PhysReaction: Physically Plausible Real-Time Humanoid Reaction Synthesis via Forward Dynamics Guided 4D Imitation
Yunze Liu, Changxi Chen, Chenjing Ding, Li Yi
TL;DR
This work addresses the challenge of real-time, physically plausible humanoid reaction synthesis in multi-human settings, where prior kinematics-based methods produce nonphysical artifacts and diffusion-based approaches struggle with online inference. It introduces Forward Dynamics Guided 4D Imitation, which leverages a Forward Dynamics Model (FDM) to guide time-aware imitation learning, enabling online reactions at $30$ fps and improved physical plausibility. The approach comprises Demonstration Generation from motion capture via a universal motion tracker, learning a stochastic FDM with state/action VAEs and a contrastive loss, and an Iterative Generalist-Specialist Learning strategy to train a universal reactor policy. On InterHuman and Chi3D, the method outperforms baselines, exhibits robustness to motion-capture noise, and remains effective with limited training data, supporting real-time deployment on common GPUs.
Abstract
Humanoid Reaction Synthesis is pivotal for creating highly interactive and empathetic robots that can seamlessly integrate into human environments, enhancing the way we live, work, and communicate. However, it is difficult to learn the diverse interaction patterns of multiple humans and generate physically plausible reactions.
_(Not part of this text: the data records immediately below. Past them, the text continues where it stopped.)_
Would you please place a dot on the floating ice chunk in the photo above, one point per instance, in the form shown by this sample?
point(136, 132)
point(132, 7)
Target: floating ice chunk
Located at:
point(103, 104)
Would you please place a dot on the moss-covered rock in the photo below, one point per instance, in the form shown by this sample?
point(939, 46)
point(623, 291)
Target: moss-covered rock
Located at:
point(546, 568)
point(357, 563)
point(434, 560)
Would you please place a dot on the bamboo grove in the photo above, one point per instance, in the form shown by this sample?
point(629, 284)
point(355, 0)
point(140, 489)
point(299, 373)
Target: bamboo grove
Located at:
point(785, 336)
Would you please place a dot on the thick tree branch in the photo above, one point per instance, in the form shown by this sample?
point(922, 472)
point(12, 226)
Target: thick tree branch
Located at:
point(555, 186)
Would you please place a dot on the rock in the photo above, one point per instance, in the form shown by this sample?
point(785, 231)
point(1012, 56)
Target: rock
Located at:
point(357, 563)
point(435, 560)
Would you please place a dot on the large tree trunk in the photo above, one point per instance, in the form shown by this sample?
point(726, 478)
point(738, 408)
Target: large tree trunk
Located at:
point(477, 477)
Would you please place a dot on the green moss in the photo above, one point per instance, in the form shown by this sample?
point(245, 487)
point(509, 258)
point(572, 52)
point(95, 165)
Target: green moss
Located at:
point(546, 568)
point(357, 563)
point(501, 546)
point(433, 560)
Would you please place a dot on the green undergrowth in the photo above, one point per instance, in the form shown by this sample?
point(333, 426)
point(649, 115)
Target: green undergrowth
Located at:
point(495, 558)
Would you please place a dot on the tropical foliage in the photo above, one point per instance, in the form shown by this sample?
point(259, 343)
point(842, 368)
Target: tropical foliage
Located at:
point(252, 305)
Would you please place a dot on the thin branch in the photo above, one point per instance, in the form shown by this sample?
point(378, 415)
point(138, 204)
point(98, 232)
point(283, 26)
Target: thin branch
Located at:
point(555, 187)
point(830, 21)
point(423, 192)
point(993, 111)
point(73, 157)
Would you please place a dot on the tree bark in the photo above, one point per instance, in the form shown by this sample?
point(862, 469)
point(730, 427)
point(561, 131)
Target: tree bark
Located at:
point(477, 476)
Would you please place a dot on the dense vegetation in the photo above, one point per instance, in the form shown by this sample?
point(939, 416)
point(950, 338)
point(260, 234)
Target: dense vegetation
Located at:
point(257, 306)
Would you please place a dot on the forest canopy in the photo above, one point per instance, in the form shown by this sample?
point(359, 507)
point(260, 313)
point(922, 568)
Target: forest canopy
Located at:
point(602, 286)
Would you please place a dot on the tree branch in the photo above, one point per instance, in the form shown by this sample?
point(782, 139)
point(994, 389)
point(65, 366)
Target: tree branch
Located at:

The kinematics-based approaches face challenges, including issues like floating feet, sliding, penetration, and other problems that defy physical plausibility. The existing physics-based method often relies on kinematics-based methods to generate reference states, which struggle with the challenges posed by kinematic noise during action execution. Constrained by their reliance on diffusion models, these methods are unable to achieve real-time inference. In this work, we propose a Forward Dynamics Guided 4D Imitation method to generate physically plausible human-like reactions. The learned policy is capable of generating physically plausible and human-like reactions in real-time, significantly improving the speed(x33) and quality of reactions compared with the existing method. Our experiments on the InterHuman and Chi3D datasets, along with ablation studies, demonstrate the effectiveness of our approach.